Suspiré, armándome de paciencia.

– No aprecio la diferencia -concluyó el capitán.

– No existe tal diferencia -declaré.

– ¡Está bien, está bien! -se lamentó Farag, haciendo un gesto de falso desinterés-. Reconozco que soy un poco barroco en mis traducciones.

– ¿Un poco…? -me sorprendí.

– Según como se mire… También podría decir bastante exacto.

Estuve a punto de comentarle que, con el color opaco que tenían los cristales de sus gafas, era imposible exactitud alguna, pero me abstuve porque, además, era él quien cargaba con la tarea de copiar el texto y a mí no me apetecía en absoluto hacerlo.

– Estamos desviándonos de la cuestión -aventuró Glauser-Róist-. ¿Quérrían los expertos ir al fondo y no a la forma, por favor?

– Por supuesto, capitán -declaré, mirando a Farag por encima del hombro-. «Pero pida con fe, sin dudar nada; pues el que duda es semejante al oleaje del mar agitado por el viento y llevado de una parte a otra. No piense tal hombre en recibir cosa alguna del Señor; es un indeciso, inconstante en todos sus caminos

– Más que indeciso, yo leería ahí hombre de ánimo doblado.

– ¡Profesor…!

– ¡Está bien! No diré nada mas.

– «Gloríese el hermano humilde en su exaltación y el rico en su humillación -estaba llegando al final de aquel largo párrafo-. Bienaventurado el que soporta la prueba, porque, una vez probado, recibirá la corona

– La corona que nos grabarán en la piel, encima de la primera de las cruces -murmuró la Roca.

– Pues, francamente, la prueba de entrada al Purgatorio no ha sido sencilla y no tenemos ninguna marca en el cuerpo que no hubiéramos traído de casa -comentó Farag, queriendo apartar el mal sueño de las futuras escarificaciones.
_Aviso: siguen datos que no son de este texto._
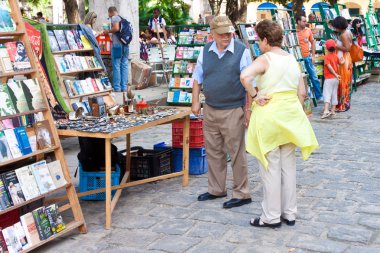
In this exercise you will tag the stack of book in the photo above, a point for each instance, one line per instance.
(62, 40)
(29, 182)
(20, 96)
(72, 62)
(6, 22)
(184, 67)
(32, 228)
(19, 141)
(87, 86)
(190, 53)
(177, 82)
(13, 57)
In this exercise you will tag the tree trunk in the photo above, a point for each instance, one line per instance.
(72, 11)
(82, 9)
(297, 8)
(236, 10)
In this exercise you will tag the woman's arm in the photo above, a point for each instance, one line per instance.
(301, 91)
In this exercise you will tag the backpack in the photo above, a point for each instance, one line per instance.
(126, 31)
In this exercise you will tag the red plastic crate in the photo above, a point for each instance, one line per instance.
(196, 134)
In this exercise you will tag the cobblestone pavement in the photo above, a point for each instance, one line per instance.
(338, 200)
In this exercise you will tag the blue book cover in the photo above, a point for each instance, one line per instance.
(23, 140)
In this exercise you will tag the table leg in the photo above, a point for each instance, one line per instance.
(108, 183)
(185, 151)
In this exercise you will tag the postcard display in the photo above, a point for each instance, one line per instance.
(79, 72)
(27, 134)
(191, 39)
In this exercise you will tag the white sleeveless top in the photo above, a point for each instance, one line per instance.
(282, 74)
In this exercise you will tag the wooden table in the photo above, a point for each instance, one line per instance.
(183, 115)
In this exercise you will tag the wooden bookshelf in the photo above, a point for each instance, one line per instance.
(34, 199)
(72, 198)
(23, 113)
(36, 153)
(72, 51)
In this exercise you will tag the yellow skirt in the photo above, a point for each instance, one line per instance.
(279, 122)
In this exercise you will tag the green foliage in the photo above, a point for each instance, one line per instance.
(174, 12)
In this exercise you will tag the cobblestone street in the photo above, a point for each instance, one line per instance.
(338, 193)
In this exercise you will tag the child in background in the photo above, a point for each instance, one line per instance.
(330, 87)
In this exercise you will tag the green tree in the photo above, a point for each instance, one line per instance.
(175, 12)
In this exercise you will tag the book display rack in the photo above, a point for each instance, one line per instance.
(191, 39)
(79, 72)
(27, 134)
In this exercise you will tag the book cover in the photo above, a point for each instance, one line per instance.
(12, 143)
(3, 245)
(56, 173)
(5, 152)
(30, 229)
(20, 234)
(33, 94)
(13, 186)
(4, 197)
(18, 56)
(27, 182)
(42, 176)
(55, 219)
(53, 41)
(77, 38)
(23, 140)
(6, 65)
(13, 244)
(42, 223)
(44, 136)
(71, 40)
(17, 95)
(61, 39)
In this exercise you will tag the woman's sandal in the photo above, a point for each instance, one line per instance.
(256, 223)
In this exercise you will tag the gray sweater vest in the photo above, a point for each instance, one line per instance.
(221, 84)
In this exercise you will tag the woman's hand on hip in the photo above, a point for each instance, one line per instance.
(262, 100)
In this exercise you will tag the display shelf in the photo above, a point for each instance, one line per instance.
(41, 196)
(80, 71)
(15, 73)
(69, 227)
(36, 153)
(91, 94)
(72, 51)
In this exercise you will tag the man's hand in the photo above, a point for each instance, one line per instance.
(196, 108)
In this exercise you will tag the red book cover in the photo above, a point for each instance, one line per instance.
(18, 56)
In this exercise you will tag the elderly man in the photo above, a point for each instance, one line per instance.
(218, 73)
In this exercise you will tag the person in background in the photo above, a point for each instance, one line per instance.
(218, 69)
(158, 22)
(343, 47)
(357, 31)
(119, 53)
(305, 38)
(330, 72)
(278, 124)
(40, 17)
(89, 20)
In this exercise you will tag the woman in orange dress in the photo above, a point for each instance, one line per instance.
(343, 46)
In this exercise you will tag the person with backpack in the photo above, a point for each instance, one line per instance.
(121, 37)
(159, 21)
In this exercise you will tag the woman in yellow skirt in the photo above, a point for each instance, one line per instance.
(277, 125)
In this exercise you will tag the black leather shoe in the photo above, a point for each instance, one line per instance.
(256, 223)
(208, 196)
(289, 222)
(236, 202)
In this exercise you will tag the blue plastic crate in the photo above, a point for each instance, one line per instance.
(197, 161)
(96, 180)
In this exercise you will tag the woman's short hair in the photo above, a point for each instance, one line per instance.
(270, 30)
(339, 23)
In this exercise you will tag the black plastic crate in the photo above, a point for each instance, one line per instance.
(146, 163)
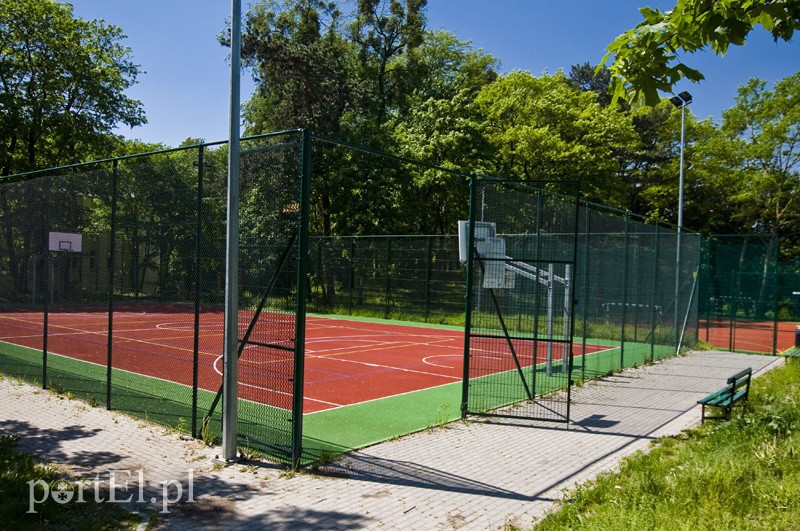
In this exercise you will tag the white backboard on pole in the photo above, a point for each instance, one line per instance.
(65, 241)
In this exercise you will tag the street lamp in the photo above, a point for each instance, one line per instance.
(680, 101)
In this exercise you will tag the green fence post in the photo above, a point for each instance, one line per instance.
(197, 289)
(775, 294)
(48, 287)
(587, 236)
(301, 294)
(636, 288)
(323, 285)
(352, 271)
(732, 310)
(654, 298)
(537, 306)
(468, 298)
(428, 264)
(624, 295)
(388, 279)
(572, 299)
(112, 261)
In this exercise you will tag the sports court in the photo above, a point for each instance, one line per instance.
(388, 378)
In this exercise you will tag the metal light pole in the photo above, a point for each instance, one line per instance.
(231, 333)
(680, 101)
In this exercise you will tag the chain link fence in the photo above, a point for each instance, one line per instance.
(113, 277)
(749, 298)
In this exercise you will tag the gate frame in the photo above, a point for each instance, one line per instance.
(534, 186)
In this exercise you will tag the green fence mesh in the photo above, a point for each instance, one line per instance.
(747, 294)
(134, 320)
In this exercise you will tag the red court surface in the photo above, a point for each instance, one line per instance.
(347, 361)
(748, 336)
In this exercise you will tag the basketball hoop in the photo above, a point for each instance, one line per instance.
(71, 242)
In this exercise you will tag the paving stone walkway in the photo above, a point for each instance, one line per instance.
(474, 475)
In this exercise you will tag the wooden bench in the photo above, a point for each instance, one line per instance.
(737, 390)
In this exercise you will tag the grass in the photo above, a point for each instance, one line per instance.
(739, 474)
(17, 469)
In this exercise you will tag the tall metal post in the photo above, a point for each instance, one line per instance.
(388, 278)
(468, 298)
(654, 300)
(680, 222)
(587, 223)
(624, 295)
(231, 334)
(198, 245)
(300, 312)
(428, 265)
(111, 265)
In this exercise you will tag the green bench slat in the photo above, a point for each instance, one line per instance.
(725, 398)
(722, 393)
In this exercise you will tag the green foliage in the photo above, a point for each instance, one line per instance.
(63, 85)
(646, 58)
(543, 128)
(742, 474)
(17, 469)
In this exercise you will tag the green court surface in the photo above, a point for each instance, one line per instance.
(330, 431)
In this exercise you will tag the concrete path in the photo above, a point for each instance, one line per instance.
(475, 475)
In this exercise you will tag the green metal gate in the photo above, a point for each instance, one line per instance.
(520, 247)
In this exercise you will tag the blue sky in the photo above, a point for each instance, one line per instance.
(185, 87)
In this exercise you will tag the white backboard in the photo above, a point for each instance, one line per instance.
(65, 241)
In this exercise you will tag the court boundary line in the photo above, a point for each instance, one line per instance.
(140, 375)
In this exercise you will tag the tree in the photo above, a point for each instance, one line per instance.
(302, 64)
(384, 30)
(63, 85)
(542, 128)
(764, 125)
(586, 77)
(646, 58)
(62, 91)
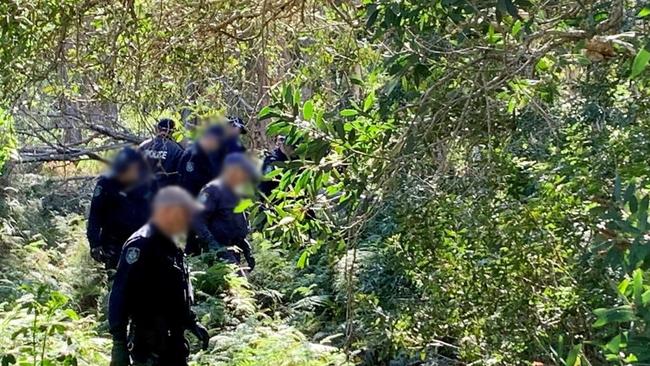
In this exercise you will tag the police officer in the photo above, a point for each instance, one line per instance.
(120, 205)
(149, 304)
(198, 166)
(219, 227)
(234, 129)
(283, 152)
(162, 154)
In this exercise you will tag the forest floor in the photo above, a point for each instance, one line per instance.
(52, 295)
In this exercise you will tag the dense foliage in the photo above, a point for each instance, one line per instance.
(472, 183)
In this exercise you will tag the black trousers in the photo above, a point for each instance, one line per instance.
(154, 348)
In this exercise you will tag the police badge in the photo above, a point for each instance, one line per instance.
(132, 255)
(203, 198)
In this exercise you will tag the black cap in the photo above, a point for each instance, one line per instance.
(215, 131)
(239, 123)
(124, 159)
(243, 162)
(166, 125)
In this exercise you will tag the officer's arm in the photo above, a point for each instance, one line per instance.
(128, 280)
(209, 198)
(98, 208)
(182, 172)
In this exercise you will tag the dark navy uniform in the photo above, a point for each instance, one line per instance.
(162, 155)
(195, 168)
(219, 226)
(116, 212)
(270, 164)
(152, 293)
(233, 145)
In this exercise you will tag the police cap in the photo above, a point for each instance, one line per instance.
(243, 162)
(239, 123)
(166, 125)
(124, 159)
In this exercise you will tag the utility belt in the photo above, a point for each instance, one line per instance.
(151, 344)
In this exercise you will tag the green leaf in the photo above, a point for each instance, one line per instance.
(370, 100)
(288, 95)
(349, 112)
(617, 188)
(643, 213)
(264, 112)
(640, 62)
(308, 110)
(303, 260)
(645, 298)
(634, 204)
(296, 97)
(618, 314)
(644, 12)
(516, 28)
(572, 359)
(243, 205)
(286, 220)
(637, 285)
(629, 192)
(614, 345)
– Esto no ha sido nada en comparación con lo que nos espera. Lo que hemos hecho, simplemente, es pedir permiso para entrar.

– En efecto -dije, bajando el dedo y la mirada hasta las últimas palabras del epígrafe-. Ya no queda mucho por leer. Sólo un par de frases:

kai outws eis thn Rwmhn hlqamen

– «Y con esto, nos dirigimos a Roma» -tradujo el profesor.
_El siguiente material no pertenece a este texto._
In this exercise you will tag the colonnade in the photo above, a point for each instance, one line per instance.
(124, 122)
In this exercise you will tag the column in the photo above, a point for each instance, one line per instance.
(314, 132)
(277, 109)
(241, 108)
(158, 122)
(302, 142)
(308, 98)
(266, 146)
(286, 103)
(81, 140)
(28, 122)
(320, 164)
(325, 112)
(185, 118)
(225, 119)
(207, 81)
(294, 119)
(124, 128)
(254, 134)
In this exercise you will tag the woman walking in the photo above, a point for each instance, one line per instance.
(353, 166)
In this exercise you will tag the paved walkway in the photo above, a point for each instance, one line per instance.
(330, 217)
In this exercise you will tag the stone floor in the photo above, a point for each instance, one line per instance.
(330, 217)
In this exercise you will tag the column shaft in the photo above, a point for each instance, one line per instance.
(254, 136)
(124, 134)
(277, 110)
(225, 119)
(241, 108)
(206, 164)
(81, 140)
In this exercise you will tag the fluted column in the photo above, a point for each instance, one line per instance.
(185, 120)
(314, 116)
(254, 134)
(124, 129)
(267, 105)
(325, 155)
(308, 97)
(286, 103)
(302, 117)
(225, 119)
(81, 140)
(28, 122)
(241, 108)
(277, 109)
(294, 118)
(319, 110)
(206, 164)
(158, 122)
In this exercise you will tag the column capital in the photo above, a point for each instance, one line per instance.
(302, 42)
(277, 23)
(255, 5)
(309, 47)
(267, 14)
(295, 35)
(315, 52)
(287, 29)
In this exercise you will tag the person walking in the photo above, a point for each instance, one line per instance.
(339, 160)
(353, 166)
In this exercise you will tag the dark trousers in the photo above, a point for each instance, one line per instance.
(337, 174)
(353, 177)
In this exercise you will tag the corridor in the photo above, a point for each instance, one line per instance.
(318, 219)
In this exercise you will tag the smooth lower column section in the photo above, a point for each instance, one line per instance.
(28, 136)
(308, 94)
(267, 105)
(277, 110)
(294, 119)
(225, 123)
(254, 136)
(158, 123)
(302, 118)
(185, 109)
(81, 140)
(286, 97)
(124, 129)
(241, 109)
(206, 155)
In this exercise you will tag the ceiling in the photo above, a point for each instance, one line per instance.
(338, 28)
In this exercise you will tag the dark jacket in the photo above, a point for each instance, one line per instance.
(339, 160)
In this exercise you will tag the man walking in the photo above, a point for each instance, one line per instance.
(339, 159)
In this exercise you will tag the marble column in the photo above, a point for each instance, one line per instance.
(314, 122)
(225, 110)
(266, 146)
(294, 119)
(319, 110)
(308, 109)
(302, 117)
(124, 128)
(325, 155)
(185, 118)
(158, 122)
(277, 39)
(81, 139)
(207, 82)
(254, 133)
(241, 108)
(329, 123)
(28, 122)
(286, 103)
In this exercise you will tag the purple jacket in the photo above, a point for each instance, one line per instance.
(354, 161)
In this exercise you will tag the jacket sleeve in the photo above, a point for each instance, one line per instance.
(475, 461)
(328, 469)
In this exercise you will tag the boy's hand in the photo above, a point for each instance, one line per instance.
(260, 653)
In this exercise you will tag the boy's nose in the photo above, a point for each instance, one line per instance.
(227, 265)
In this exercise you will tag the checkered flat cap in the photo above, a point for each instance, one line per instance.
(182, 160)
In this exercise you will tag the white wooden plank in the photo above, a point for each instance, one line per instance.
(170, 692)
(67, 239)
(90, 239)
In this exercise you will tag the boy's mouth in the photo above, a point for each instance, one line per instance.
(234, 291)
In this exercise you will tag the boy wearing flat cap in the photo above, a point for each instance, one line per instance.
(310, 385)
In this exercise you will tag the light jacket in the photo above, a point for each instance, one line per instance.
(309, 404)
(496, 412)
– Era de esperar… -afirmó la Roca -. La primera cornisa del Purgatorio de Dante es la de los soberbios, y, según decía Catón LXXVI, la expiación de este pecado capital tenía que producirse en la ciudad que era conocida, precisamente, por su falta de humildad. O sea, Roma.

– Así que volvemos a casa -murmuré, agradecida.
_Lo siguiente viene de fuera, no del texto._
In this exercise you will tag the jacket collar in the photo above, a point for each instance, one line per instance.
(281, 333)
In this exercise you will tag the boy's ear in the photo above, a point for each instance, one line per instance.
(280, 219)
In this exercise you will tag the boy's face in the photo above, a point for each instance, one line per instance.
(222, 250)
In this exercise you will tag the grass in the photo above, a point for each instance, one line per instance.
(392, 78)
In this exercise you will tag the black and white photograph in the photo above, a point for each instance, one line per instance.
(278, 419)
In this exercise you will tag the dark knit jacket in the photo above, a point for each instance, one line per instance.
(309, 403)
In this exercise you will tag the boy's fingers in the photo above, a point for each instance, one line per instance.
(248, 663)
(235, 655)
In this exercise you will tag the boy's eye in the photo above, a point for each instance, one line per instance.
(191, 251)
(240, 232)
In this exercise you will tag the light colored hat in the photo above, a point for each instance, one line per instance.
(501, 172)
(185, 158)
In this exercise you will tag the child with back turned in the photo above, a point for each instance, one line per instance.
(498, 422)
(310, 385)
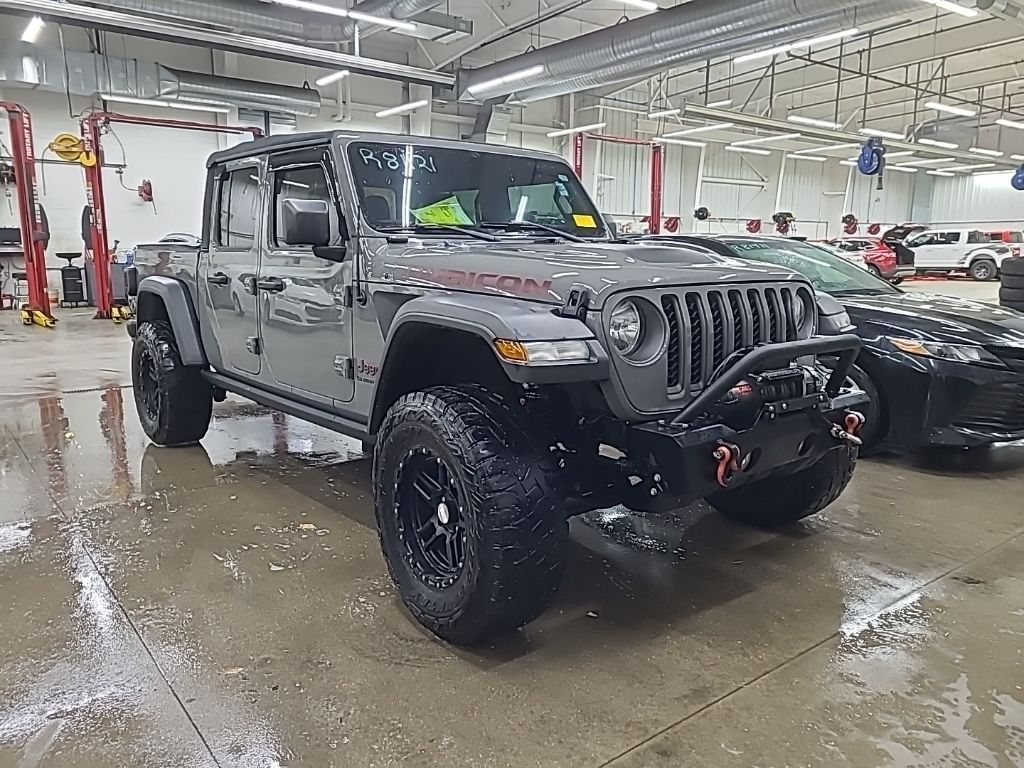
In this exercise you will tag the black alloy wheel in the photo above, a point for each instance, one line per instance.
(430, 513)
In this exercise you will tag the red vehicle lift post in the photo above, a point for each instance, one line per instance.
(91, 131)
(656, 169)
(30, 216)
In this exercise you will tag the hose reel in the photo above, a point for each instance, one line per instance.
(850, 224)
(71, 147)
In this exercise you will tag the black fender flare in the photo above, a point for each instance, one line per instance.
(491, 317)
(173, 294)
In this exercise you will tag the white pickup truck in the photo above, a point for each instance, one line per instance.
(968, 251)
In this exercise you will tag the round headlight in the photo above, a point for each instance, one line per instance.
(626, 327)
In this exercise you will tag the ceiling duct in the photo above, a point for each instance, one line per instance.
(178, 31)
(43, 69)
(492, 124)
(646, 46)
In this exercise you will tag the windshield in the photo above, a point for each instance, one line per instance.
(827, 272)
(411, 186)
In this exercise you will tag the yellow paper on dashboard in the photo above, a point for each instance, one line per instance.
(448, 212)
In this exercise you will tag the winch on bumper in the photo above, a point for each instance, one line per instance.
(748, 426)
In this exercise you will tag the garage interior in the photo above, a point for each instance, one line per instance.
(226, 603)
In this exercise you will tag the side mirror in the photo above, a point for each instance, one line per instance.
(305, 222)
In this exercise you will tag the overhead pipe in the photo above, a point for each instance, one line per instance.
(698, 30)
(102, 18)
(268, 19)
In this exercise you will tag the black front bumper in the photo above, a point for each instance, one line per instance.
(940, 402)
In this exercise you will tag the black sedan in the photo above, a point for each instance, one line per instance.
(940, 371)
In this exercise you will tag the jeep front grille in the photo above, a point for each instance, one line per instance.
(706, 327)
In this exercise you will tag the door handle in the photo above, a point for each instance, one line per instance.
(270, 285)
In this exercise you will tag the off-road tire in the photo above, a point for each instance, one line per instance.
(177, 411)
(1013, 267)
(785, 499)
(514, 525)
(1011, 295)
(983, 270)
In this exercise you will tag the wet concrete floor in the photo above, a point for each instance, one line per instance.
(227, 605)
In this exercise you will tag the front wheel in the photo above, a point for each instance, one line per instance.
(173, 401)
(780, 500)
(468, 516)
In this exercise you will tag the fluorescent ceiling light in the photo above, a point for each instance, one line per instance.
(827, 38)
(953, 7)
(160, 102)
(880, 133)
(681, 141)
(402, 108)
(936, 142)
(355, 15)
(795, 46)
(577, 129)
(394, 24)
(829, 147)
(986, 153)
(747, 151)
(765, 139)
(814, 121)
(701, 129)
(962, 111)
(510, 78)
(334, 77)
(32, 30)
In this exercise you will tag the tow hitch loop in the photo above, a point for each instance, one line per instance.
(852, 423)
(727, 457)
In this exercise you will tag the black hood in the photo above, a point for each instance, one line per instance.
(932, 317)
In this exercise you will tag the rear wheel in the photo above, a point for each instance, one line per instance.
(983, 269)
(470, 524)
(172, 399)
(776, 501)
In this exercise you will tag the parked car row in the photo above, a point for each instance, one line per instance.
(939, 371)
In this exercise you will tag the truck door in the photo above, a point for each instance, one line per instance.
(304, 300)
(232, 262)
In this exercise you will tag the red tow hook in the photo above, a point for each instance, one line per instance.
(727, 457)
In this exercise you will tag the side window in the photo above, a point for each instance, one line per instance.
(303, 182)
(238, 208)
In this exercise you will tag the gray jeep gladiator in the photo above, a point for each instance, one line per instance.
(465, 309)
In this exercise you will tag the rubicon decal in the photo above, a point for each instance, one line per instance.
(507, 283)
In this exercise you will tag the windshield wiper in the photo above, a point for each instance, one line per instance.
(438, 228)
(512, 226)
– Si salimos de aquí, sí. Aunque no por mucho tiempo, doctora.

– No hemos terminado aún -señalé, volviendo sobre el muro-. Nos falta la última línea: «El templo de María está bellamente adornado

– Eso no puede ser de la Biblia -apuntó el profesor, frotándose las sienes; el pelo, sucio de tierra y sudor, le caía sobre la cara-. No recuerdo que en ninguna parte se hable de un templo de María.